Stage One


WestWyck eco-village demonstrates sustainable development is well and truly achievable and compatible with high quality design and does not compromise normal Australian values for residential living. Stage One of the eco-village site includes a balance of communal and private open space, landscaped with attention to whole of water cycle management including use of local native and productive plants. The townhouses built on the former playgrounds and the apartments built within the former school building are of quality architect design based on a brief which emphasised innovative environmental criteria and living more compactly or densely without compromising quality of living.

The design minimised reliance on power sourced from the electricity grid and potable water drawn from the mains supply, seized opportunities to re-use and recycle materials and waste water and utilised materials and finishes which took into account 'healthy building' criteria.

Most of the apartments have been created over three levels by ingenious re-engineering of the ceiling space in the old school building. Their design aimed to retain the classroom 'feel' and any remnant heritage features whilst incorporating a strong emphasis on accessing northern light through double-glazed roof penetrations. The insulation and double-glazing regime provides efficient thermal and acoustic properties. Private external living areas have been designed by a landscape artist and feature stone slabs, weathered steel and water-sensitive plantings. Apartments share rainwater tanks, grey and blackwater recycling and solar hot water.

The common style of all apartments is polished mountain ash floors, using the original boards where possible and second hand where it is available. The heating system is solar-heated, gas boosted hydronic. The hot water service for four of the apartments uses rainwater with a capacity for mains top-up and is a communal system gaining in efficiency by using shared panels and storage tank. All cooking in the apartments is gas, which fitted the sustainability logic at the turn of the century, and the most appropriate energy efficient lighting available on the market at the time was selected for each application.

The architect-designed townhouses are integrated into the historic site focussed upon the former school buildings to achieve an eco-village in an urban context. The close connection with the original school building is enforced through examples like the use of original oregon timber reclaimed from the school building being reapplied as a feature.

The townhouses have the north-south orientation advantage that enabled the maximisation of passive solar design opportunities with main living areas benefiting from the northern aspect for light and warmth in winter and with utility areas such as the laundry and bathroom located further to the south.

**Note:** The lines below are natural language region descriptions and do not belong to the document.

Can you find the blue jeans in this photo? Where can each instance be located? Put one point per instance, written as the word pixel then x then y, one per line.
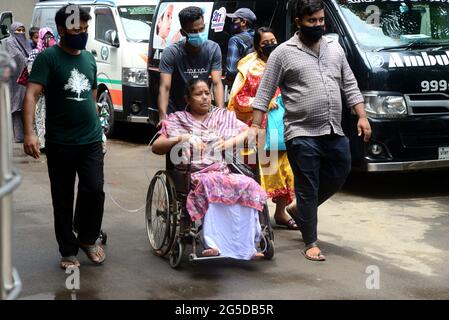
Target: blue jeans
pixel 320 166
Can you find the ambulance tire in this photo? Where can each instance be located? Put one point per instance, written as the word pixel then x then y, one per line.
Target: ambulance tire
pixel 105 99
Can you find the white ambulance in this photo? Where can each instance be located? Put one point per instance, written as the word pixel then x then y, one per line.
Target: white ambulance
pixel 118 39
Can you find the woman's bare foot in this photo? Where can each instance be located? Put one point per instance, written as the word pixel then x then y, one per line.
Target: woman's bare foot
pixel 211 252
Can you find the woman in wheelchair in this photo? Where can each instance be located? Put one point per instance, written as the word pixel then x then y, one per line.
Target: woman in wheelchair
pixel 228 203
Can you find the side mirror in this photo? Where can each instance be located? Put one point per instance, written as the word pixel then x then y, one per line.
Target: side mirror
pixel 112 38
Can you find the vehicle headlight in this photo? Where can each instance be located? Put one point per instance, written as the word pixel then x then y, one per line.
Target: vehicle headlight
pixel 384 106
pixel 135 77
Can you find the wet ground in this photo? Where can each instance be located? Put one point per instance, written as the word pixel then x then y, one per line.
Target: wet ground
pixel 385 237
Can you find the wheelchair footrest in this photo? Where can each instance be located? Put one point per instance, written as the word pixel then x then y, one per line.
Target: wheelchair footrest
pixel 194 257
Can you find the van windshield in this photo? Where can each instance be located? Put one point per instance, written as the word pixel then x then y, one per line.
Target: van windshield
pixel 136 21
pixel 388 24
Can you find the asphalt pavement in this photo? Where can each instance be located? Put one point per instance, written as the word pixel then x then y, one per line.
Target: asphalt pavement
pixel 385 236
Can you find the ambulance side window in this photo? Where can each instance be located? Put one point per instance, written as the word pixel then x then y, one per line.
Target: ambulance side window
pixel 104 21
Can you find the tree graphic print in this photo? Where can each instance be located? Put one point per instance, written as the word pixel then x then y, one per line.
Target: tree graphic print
pixel 77 83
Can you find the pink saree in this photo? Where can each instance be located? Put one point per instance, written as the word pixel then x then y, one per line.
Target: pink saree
pixel 212 181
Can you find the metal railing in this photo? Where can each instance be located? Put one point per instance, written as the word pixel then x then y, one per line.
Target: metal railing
pixel 9 180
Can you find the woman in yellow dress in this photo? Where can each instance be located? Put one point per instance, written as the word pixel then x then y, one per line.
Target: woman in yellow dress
pixel 278 184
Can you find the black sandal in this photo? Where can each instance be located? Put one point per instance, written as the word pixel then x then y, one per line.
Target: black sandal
pixel 290 224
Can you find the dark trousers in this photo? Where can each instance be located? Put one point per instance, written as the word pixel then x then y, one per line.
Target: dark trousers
pixel 64 163
pixel 320 166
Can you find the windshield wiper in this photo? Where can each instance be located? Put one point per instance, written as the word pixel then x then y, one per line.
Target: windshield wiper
pixel 409 46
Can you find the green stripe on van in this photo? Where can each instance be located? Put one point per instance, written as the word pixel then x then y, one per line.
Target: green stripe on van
pixel 109 81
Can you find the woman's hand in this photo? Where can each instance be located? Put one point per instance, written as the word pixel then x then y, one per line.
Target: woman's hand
pixel 184 137
pixel 219 144
pixel 197 143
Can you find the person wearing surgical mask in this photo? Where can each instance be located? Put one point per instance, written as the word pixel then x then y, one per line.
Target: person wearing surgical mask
pixel 276 177
pixel 241 43
pixel 19 50
pixel 46 40
pixel 194 56
pixel 313 74
pixel 66 75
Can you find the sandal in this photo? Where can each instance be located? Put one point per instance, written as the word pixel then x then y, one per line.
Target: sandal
pixel 290 224
pixel 95 253
pixel 258 256
pixel 69 262
pixel 318 257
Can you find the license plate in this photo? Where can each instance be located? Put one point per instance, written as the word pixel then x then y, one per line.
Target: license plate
pixel 443 153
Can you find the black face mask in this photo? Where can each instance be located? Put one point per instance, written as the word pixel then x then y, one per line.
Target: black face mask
pixel 313 34
pixel 76 41
pixel 268 49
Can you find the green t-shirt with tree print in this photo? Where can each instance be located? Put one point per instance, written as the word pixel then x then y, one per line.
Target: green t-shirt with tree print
pixel 68 80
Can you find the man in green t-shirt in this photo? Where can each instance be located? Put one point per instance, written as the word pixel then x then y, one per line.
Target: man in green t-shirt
pixel 67 74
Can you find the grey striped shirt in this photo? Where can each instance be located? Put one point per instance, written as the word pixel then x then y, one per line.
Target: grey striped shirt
pixel 310 87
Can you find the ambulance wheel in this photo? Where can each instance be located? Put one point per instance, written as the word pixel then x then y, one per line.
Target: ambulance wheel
pixel 105 102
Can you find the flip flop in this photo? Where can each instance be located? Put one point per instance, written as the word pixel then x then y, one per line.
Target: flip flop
pixel 319 257
pixel 69 262
pixel 290 224
pixel 92 251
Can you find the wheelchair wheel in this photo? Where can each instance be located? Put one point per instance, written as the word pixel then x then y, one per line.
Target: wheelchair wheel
pixel 176 254
pixel 159 211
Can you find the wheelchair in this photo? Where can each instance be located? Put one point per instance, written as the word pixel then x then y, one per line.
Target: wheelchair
pixel 169 226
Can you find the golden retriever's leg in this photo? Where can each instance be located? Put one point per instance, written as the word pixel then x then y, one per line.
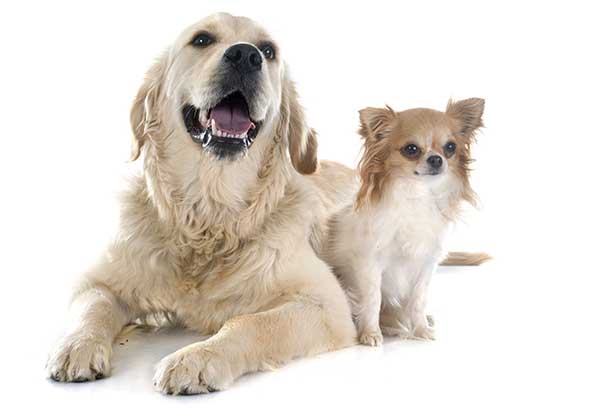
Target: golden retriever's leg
pixel 260 341
pixel 83 354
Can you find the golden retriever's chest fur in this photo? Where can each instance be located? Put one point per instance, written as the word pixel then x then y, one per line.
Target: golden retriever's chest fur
pixel 202 275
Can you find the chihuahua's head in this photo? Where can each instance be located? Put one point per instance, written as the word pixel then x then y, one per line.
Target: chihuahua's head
pixel 420 145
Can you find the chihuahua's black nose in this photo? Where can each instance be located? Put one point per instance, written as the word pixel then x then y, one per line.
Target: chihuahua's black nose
pixel 243 57
pixel 435 161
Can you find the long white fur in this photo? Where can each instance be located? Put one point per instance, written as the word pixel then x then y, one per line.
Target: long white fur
pixel 386 253
pixel 220 246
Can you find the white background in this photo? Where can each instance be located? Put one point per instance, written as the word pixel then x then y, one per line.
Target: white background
pixel 520 332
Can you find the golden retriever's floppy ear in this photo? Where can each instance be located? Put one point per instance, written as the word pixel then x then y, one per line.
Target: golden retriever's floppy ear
pixel 301 140
pixel 375 122
pixel 469 113
pixel 144 115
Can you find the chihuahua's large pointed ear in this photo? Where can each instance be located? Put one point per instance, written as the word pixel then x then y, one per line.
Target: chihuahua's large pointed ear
pixel 144 116
pixel 301 139
pixel 375 122
pixel 468 112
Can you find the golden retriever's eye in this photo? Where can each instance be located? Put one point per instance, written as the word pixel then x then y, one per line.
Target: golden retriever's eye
pixel 268 51
pixel 411 150
pixel 449 149
pixel 202 40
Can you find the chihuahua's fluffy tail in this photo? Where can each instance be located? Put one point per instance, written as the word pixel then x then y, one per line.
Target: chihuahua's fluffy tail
pixel 465 259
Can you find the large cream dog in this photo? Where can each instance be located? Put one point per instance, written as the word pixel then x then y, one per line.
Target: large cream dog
pixel 218 233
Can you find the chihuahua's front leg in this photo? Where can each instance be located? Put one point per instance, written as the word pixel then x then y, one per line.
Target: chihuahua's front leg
pixel 366 295
pixel 96 318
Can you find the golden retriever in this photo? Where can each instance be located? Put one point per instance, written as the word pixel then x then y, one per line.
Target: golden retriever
pixel 218 232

Slab on ground construction, together with internal masonry party walls provides thermal mass. Add in the impressive insulation and double-glazing regime and residents enjoy low energy and water bills.

North-facing living areas open onto external decks which also include storage facilities. All townhouses include a below ground rainwater tank, grey and blackwater recycling, solar hot water and a small photovoltaic array.

It is true to say that each dwelling, apartment and townhouse, is a 'one-off' design, trying to capitalise on its particular contribution to the WestWyck site.